Are Your U.S. Treasury Bonds Safe?
On its face, the probability of the U.S. defaulting on its spiraling debts seems highly unlikely. But that’s not what the markets think. The price of insurance against such a default—using derivatives known as credit default swaps—has jumped by more than 50% in the private market in recent months. According to CMA DataVision in London, a specialist in these contracts, it will now cost you 0.34% of the principal per year to buy default insurance on U.S. government bonds. If you held $1 million in Treasurys, insuring against default would cost you $3,400 for the year. A few months back, insuring those bonds would’ve cost less than $2,000.
The cost of insuring government bonds has risen world-wide in the last couple of months, partly over worries about deteriorating government finances, and partly in response to the Dubai debt crisis. Insuring British government bonds will cost you 0.77% for the year, while Dubai bondholders will pay more than 5%.
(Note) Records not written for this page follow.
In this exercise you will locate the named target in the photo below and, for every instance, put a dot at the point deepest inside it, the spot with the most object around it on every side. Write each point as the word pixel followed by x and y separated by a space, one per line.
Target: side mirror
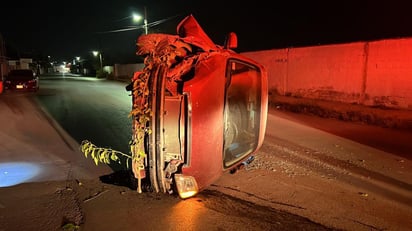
pixel 231 41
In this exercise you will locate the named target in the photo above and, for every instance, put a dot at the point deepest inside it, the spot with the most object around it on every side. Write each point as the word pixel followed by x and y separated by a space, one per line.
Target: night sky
pixel 66 29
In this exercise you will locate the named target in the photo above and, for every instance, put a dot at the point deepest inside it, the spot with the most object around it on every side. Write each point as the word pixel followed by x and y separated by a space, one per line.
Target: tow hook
pixel 170 169
pixel 249 160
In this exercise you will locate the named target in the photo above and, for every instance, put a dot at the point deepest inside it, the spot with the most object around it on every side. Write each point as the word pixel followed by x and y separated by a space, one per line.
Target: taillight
pixel 186 186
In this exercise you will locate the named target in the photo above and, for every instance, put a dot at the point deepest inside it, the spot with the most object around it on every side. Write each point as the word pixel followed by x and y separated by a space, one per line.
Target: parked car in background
pixel 21 79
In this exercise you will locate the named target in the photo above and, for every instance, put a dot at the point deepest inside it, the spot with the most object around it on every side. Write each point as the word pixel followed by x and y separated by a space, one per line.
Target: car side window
pixel 242 111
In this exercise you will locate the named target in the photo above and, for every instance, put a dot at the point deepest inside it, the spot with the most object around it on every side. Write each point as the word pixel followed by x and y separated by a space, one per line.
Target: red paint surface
pixel 375 73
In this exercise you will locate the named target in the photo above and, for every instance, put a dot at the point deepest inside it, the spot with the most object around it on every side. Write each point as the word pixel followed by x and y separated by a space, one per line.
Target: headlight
pixel 186 186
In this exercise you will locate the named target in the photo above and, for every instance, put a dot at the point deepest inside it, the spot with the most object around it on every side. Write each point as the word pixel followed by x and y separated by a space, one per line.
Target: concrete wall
pixel 125 71
pixel 377 73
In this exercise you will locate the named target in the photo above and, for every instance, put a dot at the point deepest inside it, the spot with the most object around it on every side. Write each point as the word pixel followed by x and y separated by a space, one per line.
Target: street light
pixel 137 17
pixel 95 53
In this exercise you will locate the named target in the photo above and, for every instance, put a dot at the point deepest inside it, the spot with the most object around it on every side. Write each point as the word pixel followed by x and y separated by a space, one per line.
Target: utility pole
pixel 145 20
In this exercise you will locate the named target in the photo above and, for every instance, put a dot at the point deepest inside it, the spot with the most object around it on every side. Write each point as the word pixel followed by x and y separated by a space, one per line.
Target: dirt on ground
pixel 78 204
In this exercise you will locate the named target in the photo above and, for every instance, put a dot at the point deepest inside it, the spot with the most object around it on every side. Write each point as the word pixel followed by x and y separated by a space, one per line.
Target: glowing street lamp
pixel 95 53
pixel 138 17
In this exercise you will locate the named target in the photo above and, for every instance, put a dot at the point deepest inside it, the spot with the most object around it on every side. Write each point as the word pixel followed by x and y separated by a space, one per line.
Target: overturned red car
pixel 199 109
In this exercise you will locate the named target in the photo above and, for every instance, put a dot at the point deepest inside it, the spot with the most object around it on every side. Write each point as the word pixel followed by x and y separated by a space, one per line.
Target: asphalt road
pixel 309 167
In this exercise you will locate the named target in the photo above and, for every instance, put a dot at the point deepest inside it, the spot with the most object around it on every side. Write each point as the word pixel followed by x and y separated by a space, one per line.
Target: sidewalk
pixel 387 118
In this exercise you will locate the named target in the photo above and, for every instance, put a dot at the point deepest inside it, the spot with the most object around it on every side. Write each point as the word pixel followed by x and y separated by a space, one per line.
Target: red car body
pixel 199 110
pixel 22 80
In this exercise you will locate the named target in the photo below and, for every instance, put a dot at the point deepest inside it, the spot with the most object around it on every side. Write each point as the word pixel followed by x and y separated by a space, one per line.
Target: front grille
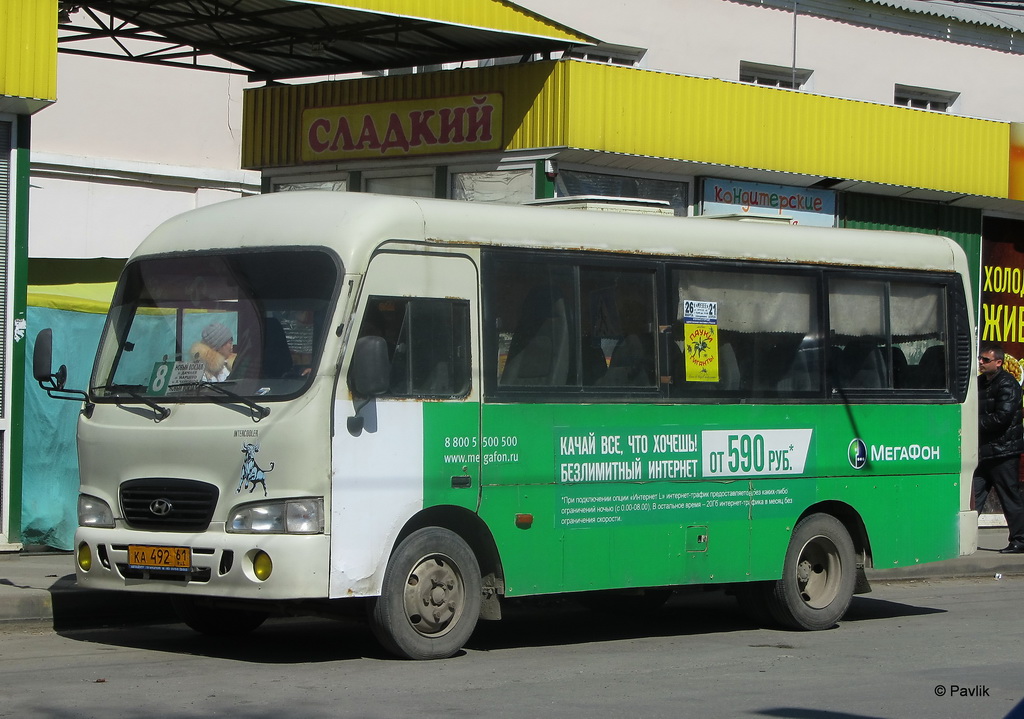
pixel 169 505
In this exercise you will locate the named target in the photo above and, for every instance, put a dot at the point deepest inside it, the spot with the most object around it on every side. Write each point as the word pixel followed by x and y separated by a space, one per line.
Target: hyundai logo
pixel 161 507
pixel 857 454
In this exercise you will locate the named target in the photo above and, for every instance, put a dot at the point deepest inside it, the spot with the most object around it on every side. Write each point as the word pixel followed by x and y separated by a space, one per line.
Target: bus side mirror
pixel 369 376
pixel 370 373
pixel 42 363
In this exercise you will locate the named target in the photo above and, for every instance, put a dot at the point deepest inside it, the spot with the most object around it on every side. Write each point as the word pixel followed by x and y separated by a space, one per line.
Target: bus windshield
pixel 252 323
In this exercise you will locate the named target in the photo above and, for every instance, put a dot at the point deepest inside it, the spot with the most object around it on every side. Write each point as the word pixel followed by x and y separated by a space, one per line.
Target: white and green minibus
pixel 304 402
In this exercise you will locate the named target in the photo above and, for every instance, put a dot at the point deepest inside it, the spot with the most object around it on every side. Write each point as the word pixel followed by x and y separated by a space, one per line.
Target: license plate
pixel 167 558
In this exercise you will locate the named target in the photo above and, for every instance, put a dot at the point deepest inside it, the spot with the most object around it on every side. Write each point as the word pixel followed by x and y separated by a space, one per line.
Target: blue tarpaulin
pixel 49 488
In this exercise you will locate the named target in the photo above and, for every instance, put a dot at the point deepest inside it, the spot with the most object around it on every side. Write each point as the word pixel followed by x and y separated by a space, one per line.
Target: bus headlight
pixel 298 516
pixel 93 511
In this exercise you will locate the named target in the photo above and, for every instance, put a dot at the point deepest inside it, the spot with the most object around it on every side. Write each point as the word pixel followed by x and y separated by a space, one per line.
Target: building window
pixel 411 185
pixel 500 186
pixel 337 185
pixel 774 76
pixel 925 98
pixel 607 54
pixel 577 183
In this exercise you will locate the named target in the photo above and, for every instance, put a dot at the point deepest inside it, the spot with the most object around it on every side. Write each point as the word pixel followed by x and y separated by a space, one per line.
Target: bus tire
pixel 216 621
pixel 430 598
pixel 818 576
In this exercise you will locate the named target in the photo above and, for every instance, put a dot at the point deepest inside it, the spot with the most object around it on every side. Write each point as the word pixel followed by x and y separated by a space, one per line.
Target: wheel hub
pixel 434 595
Yet CMA DataVision calculates that professional investors with real money in the game still think there is a 3% or so chance that the U.S. might default within five years. And that 0.34% annual insurance cost is pretty hefty compared to the gross yield on five-year Treasury bonds, right now just 2.1% a year.
For investors, the greatest danger is not that America could formally default on its debts, it’s that the government may informally default by unleashing inflation.